- USD/CAD stalls at 1.2400, retreated to 1.2350 on good Canadian macroeconomic data.
- Positive market mood, and rising crude oil prices, boost the CAD prospects.
- Canadian IHS Markit Manufacturing PMI reading was better than expected.
The USD/CAD slides during the New York session, down 0.27%, trading at 1.2356 at the time of writing. A risk-on market mood, alongside rising crude oil prices, boosts the Canadian dollar.
During the Asian session, the US Dollar was firmly bid, trading as high as 1.2400. However, once the Canadian IHS Markit PMI Manufacturing reading was released, the pair broke beneath the 1.2400 figure as renewed optimism surrounded the Loonie.
US Dollar Index below 94 again, despite rising US T-bond yields
In the meantime, the US Dollar Index, which measures the greenback’s performance against a basket of six peers, slumps 0.18%, breaking below 94, sitting at 93.95. Contrarily, the US T-bond 10-year benchmark note, which dramatically influences the US dollar, rises three and a half basis points, up to 1.589%.

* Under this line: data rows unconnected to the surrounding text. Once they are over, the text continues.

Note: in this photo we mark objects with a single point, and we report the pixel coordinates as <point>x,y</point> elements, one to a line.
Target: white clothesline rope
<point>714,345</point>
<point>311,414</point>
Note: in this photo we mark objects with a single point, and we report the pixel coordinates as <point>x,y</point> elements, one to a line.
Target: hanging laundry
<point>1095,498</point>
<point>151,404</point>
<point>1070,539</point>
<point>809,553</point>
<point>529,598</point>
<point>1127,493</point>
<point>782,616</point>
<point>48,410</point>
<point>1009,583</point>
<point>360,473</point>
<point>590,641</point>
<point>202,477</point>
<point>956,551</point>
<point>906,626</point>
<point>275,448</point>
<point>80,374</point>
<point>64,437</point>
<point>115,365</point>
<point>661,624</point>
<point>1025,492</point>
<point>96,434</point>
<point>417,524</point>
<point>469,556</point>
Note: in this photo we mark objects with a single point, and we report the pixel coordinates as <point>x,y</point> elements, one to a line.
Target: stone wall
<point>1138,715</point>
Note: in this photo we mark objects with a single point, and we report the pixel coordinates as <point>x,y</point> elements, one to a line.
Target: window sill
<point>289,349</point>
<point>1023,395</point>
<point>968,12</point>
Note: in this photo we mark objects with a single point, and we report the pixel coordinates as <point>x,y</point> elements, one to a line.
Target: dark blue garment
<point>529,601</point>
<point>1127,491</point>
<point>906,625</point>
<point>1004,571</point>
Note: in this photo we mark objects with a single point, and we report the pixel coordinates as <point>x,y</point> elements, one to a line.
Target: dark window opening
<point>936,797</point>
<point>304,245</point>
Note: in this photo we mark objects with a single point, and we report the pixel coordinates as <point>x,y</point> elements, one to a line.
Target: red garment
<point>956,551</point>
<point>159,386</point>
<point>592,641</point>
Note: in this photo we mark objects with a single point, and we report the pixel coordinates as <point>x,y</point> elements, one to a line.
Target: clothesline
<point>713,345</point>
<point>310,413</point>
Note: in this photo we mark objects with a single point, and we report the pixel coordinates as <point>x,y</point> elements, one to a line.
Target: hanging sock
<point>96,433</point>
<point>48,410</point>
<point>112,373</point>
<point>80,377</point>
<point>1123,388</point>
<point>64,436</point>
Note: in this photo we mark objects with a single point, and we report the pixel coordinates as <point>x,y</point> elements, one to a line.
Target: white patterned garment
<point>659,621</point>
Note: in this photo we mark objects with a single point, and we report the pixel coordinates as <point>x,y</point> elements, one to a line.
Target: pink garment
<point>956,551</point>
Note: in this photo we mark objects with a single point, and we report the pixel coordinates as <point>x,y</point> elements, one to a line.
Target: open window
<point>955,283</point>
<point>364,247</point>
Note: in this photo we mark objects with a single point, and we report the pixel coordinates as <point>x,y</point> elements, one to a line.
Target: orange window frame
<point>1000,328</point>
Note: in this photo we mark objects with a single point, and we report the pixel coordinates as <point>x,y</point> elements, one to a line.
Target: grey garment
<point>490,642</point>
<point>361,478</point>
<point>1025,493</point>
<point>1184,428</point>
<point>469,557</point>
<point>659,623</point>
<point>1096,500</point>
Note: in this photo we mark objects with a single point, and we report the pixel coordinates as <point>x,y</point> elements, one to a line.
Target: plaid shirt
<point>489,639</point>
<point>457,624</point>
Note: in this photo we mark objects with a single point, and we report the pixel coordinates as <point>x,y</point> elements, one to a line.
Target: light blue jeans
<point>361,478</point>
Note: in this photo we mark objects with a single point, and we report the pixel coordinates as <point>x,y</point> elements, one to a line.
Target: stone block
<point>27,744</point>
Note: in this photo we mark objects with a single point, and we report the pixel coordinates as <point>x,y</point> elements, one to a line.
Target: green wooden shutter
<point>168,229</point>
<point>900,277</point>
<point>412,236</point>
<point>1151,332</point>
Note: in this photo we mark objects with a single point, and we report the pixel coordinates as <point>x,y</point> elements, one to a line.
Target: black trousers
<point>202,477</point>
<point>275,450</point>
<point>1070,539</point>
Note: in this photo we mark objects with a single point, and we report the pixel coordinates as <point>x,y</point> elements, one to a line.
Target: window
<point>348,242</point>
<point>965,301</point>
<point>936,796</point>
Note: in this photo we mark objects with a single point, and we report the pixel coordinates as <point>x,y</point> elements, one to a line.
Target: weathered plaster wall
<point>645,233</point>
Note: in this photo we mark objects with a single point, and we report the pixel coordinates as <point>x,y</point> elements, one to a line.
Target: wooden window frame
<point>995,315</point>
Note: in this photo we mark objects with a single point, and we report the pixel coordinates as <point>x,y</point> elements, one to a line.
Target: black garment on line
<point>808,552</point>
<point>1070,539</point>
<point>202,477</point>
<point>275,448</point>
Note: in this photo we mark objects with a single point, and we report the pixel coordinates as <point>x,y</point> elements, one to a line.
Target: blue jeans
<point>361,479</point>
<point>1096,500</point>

Canadian IHS Markit Manufacturing PMI reading was better than expected
On the macroeconomic front, the Canadian economic docket featured the IHS Markit Manufacturing PMI for October rose to 57.7, better than the 57.2 expected and higher than the September reading. That motivated CAD bulls, which promptly spurred a downward move towards the 1.2350 familiar level, but lacked the conviction to push the pair towards 1.2300, as the Federal Reserve November meeting, is around the corner.
Concerning the US economic docket, the Institute for Supply Management (ISM) revealed the Manufacturing PMI for October, which rose to 60.8 more than the 60.6 estimated. Although the reading was good, it fell short against the September reading. Moreover, the new orders slumped to a 16-month low as factories continued to experience raw materials shipment delays.
USD/CAD Price Forecast: Technical outlook
The USD/CAD pair unsuccessfully tested a downslope resistance trendline, which caused a retracement from 1.2400 towards 1.2360, in line with the downward bias depicted by daily moving averages (DMA’s) located above the spot price. Furthermore, the price action of the last eight days has formed a bearish flag, which in case of a downward break, would open the door for 1.2278, immediately followed by the June 23 low at 1.2252.
The Relative Strength Index (RSI) is at 37, well below the 50-mid line edging slightly lower, indicating that bears are in control. However, fundamental and macroeconomic news suggests that market participants would remain on the sidelines, awaiting the Federal Reserve meeting.